Ele provoca atraso global no desenvolvimento, deterioração das funções do cérebro e convulsões. Além dos irmãos brasileiros, há casos na Turquia (um homem de 28 anos), no Irã (duas irmãs adolescentes, de 11 e 15), e na Arábia Saudita, com duas famílias (uma com um menino de 2 anos e outra com três irmãos de 13, 22 e 27 anos). Em comum, todos têm desenvolvimento motor atrasado, deficiência cognitiva, alterações ou ausência de fala, descoordenação motora e nistagmo (movimento involuntário dos olhos). Alguns também manifestam a hipotonia, que é a perda de força muscular.

Um fato chamou a atenção de Raskin: em todos os casos, inclusive o brasileiro, os pais são primos entre si. Mas o médico reluta em relacionar isso diretamente à descoberta: “Com apenas nove pacientes, temos uma amostra muito pequena. Não dá para afirmar categoricamente que o casamento entre primos está na raiz da alteração do gene”, pondera.

Trabalho em conjunto

O exame feito nas crianças brasileiras mostrou uma alteração em um gene que, na literatura médica, não estava associado a nenhuma doença, conta Raskin. “Talvez o problema estivesse em outro local, mas chamava a atenção que os dois irmãos tinham a alteração no mesmo gene”.
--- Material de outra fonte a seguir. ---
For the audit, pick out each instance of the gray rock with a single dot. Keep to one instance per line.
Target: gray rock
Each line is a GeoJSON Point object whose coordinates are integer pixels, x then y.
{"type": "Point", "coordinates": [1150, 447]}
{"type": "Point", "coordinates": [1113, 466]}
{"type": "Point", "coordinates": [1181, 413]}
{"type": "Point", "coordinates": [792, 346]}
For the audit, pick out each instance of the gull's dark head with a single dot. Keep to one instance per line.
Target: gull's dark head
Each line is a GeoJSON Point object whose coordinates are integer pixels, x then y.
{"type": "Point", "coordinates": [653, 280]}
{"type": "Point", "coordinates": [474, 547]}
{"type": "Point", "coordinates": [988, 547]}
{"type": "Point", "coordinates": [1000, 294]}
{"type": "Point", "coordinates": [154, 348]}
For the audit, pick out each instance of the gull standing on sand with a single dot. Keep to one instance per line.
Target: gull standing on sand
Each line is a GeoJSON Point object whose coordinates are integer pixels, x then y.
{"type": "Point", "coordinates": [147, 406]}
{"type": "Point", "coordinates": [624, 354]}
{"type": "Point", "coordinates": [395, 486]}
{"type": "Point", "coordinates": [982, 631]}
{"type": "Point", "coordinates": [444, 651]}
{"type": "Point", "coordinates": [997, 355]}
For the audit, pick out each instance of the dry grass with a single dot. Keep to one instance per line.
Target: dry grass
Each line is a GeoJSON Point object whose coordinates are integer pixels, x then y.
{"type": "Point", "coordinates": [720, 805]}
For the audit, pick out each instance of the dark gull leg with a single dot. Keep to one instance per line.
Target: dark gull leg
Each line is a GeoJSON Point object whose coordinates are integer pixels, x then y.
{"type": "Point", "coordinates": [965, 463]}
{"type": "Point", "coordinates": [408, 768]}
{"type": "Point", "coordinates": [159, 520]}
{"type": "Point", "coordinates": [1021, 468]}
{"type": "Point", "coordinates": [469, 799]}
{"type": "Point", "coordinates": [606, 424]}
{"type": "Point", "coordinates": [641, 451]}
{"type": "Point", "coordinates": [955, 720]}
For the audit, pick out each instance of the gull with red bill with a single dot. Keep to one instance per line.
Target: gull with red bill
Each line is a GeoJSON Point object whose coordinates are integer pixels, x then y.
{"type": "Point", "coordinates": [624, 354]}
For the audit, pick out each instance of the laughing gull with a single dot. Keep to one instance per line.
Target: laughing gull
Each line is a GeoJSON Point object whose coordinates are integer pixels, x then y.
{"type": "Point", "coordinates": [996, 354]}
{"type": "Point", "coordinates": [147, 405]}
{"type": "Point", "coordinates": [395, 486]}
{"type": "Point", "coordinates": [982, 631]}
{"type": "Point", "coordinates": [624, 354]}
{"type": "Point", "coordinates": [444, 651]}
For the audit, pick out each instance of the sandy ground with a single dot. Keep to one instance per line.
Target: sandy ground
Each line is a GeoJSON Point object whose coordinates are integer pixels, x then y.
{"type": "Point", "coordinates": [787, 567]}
Ao conversar com colegas da Alemanha, Inglaterra, França e Holanda, o médico soube que, naquele exato momento, eles estavam descobrindo alterações no mesmo gene. Não fosse o trabalho em rede, a descoberta dessa doença ultrarrara talvez fosse inviável. “Eu teria que fazer uma profunda e longa pesquisa científica para saber se a alteração naquele gene deixaria de produzir uma determinada proteína”, exemplifica Raskin.

Segundo ele, essas contribuições em rede têm se tornado mais fáceis por causa de projetos que unificam as bases de mapeamento genético existentes no mundo inteiro. “Estamos caminhando no sentido de ter duas ou três bases da população em geral e duas ou três de cada doença”, celebra. “Vai ser mais fácil de procurar”.

O artigo com o relato de descoberta foi publicado no respeito periódico científico Brain.

O silêncio ensurdecedor das doenças raras

Embora raras quando isoladas, essas enfermidades, juntas, fazem um baita. A Eurordis, ONG que representa pacientes europeus, estima que entre 24 e 36 milhões de pessoas sofrem delas no Velho Continente. Nos Estados Unidos, são de 25 a 30 milhões de indivíduos, de acordo com o National Institutes of Health. No Brasil, a Interfarma (Associação da Indústria Farmacêutica de Pesquisa) calcula cerca de 13 milhões — o que equivale a quatro brasileiros em cada ônibus lotado.

Não é pouca gente.

A literatura médica lista entre 6 e 8 mil doenças raras, a depender da fonte. A maior parte, como o caso do achado de Raskin, tem origem genética (72% a 80%) e afeta crianças (70% a 75%).

Na maioria das regiões do país, doenças raras são a maior causa de mortalidade infantil até os 5 anos de idade. Elas têm distintos sinais e sintomas, que variam não apenas de doença a doença, mas entre pessoas com a mesma condição.

“Todos estamos ligados a alguém com uma doença rara”, afirma, em um material informativo, a Rede Nacional de Doenças Raras, dos Estados Unidos. “Doenças raras são uma importante preocupação de saúde pública”.

Raskin concorda: “Unidas, elas são tão comuns quanto diabetes ou asma, por exemplo. Mas com o agravante de que exigem odisseias para serem descobertas”.